FEHBlog

Midweek update

OPM extended the FEDVIP open season until midnight tonight due to Benefeds technology issues.”The dental and vision enrollment website, BENEFEDS.com, is currently undergoing repairs due to technical issues, however, the call center (1-877-888-3337) is open until midnight on Wednesday, December 14, 2016, Eastern Time to process FEDVIP changes.”

This is cool. The FEHBlog just ran across the Altarum Institute’s monthly health sector briefs which provide a review of healthcare spending this year. Cost curve up.  The December 2016 brief notes that

National health spending in October 2016 grew at an annual rate of 5.5%, driven up by the hospital component (6.6% growth) and dampened by prescription drugs (3.5% growth). This puts 2016 on pace for 5.6% health spending growth, slightly below the official 5.8% rate just released for calendar year 2015. Health care prices in October 2016 grew 2.2% above the October 2015 level, with prescription drug prices leading the way at 7.0%, a 24 plus year-high. 
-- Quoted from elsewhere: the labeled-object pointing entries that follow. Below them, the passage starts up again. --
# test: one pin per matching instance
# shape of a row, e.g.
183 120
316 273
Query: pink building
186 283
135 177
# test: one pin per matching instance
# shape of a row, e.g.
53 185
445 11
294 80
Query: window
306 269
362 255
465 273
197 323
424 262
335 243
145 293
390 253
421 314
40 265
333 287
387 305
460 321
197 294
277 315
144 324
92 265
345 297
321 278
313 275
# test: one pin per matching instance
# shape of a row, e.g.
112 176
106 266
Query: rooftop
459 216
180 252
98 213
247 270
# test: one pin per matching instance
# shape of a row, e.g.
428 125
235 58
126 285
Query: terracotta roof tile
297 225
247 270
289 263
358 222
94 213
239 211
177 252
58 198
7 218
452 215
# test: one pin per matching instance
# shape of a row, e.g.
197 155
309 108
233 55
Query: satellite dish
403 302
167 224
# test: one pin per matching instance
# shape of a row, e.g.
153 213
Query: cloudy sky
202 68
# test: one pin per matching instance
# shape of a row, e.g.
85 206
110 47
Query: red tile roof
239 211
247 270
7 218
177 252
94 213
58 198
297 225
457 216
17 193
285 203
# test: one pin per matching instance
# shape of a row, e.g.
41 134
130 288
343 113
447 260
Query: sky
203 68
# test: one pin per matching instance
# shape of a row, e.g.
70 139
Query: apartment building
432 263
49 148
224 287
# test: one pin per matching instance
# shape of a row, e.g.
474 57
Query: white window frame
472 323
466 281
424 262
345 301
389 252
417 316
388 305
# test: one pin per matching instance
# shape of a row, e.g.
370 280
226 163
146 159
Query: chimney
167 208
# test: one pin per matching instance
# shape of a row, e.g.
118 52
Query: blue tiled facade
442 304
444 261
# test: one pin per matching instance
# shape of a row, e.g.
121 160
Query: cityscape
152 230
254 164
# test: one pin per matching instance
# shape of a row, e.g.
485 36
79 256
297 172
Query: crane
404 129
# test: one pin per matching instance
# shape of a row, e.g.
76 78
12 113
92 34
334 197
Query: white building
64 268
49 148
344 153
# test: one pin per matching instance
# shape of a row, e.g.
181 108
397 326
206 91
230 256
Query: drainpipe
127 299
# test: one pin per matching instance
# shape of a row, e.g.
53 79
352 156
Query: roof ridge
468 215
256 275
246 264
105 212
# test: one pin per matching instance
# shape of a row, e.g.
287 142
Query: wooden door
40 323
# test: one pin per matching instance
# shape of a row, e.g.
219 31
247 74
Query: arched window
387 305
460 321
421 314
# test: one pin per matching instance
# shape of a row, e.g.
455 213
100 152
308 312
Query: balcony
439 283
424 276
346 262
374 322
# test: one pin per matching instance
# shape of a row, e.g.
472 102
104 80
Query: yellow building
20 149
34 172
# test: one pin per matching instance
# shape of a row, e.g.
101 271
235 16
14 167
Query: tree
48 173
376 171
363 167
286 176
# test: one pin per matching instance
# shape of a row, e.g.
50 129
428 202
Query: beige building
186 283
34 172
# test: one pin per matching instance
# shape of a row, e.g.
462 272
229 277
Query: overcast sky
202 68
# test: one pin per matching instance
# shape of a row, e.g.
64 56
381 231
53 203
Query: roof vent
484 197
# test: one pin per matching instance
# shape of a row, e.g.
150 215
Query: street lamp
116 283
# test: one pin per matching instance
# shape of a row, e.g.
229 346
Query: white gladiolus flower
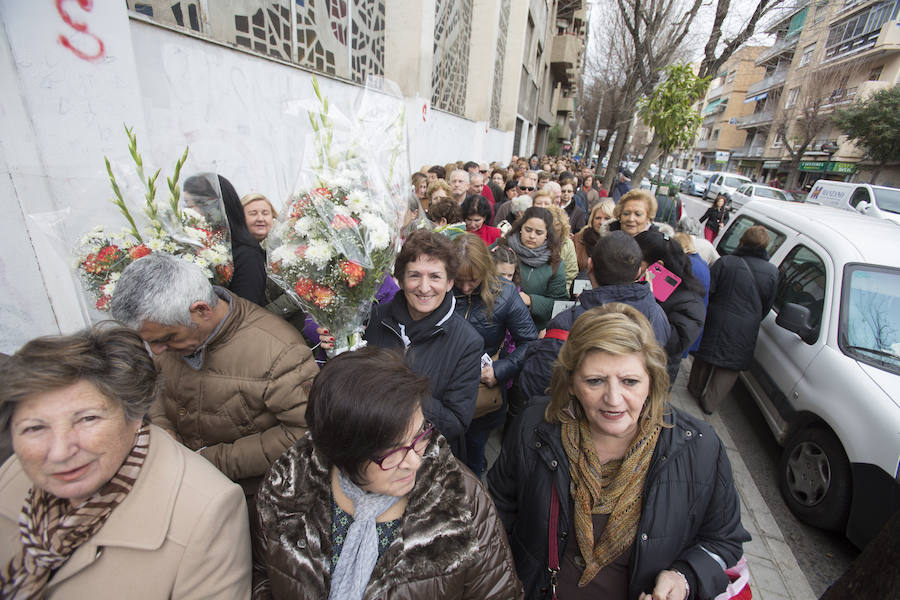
318 253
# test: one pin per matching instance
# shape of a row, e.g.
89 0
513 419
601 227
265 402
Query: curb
774 571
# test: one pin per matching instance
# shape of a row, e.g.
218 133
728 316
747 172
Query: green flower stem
120 202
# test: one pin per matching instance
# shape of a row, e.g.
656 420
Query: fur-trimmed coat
450 544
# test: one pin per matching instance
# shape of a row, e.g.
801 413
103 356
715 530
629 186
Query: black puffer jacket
509 313
448 351
537 367
686 312
737 306
690 505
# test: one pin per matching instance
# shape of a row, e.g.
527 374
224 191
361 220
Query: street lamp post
828 148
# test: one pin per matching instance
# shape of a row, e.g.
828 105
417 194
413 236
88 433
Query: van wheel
814 478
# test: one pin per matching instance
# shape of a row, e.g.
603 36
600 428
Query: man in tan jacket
236 376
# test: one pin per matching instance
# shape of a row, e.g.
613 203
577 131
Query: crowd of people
205 439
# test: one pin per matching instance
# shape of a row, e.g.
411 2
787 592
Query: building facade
720 144
826 55
477 79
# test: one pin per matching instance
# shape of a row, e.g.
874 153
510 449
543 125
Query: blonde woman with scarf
96 503
647 508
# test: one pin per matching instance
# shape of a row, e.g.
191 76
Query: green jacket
545 286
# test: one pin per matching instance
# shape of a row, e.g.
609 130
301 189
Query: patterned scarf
614 488
52 529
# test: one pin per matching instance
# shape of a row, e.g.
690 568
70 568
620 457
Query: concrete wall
62 107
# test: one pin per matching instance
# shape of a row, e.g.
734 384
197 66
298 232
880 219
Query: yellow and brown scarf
614 488
52 529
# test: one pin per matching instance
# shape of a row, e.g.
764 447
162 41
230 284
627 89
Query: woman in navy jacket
667 495
492 306
438 343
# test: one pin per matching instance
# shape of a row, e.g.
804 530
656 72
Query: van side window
732 237
802 280
860 195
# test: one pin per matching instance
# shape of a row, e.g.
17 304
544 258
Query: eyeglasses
392 459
A Health Affairs article is aptly titled “National Health Spending: A Return to the ‘Old Normal?”.  To no one’s suprise as Health Affairs tends to be quite pro-ACA, the article first conclusion is that For starters, the CMS researchers make one thing clear: The Affordable Care Act has done little to nothing on health care costs. * *  * Of course, this shouldn’t be viewed as a bug. The ACA’s primary features focused on expanding insurance coverage.” It most certainly is “bug.” The President predicted back in 2010 that the law was enacted that the ACA would lower health insurance premiums materially. The only positive outcome that Administration policymakers can point out is growth in number of insureds. Quelle suprise given the law’s individual mandate to maintain coverage. The FEHBlog represents health plans. He supports providing coverage under a simpler, more flexible, less regulated arrangement which, for example, the FEHBP was before 2010.

Speaking of the ACA, another law firm is reporting that the Internal Revenue Service has begun to audit health insurers and health plan sponsors over the returns supporting their PCORI fee payments. The Patient Centered Outcomes Research Institute is funded by health plans. The FEHBlog is not aware of any positive outcomes from the millions of dollars in payments to this start-up government institution. The PCORI should be at the top of the ACA repeal list, in the FEHBlog’s view.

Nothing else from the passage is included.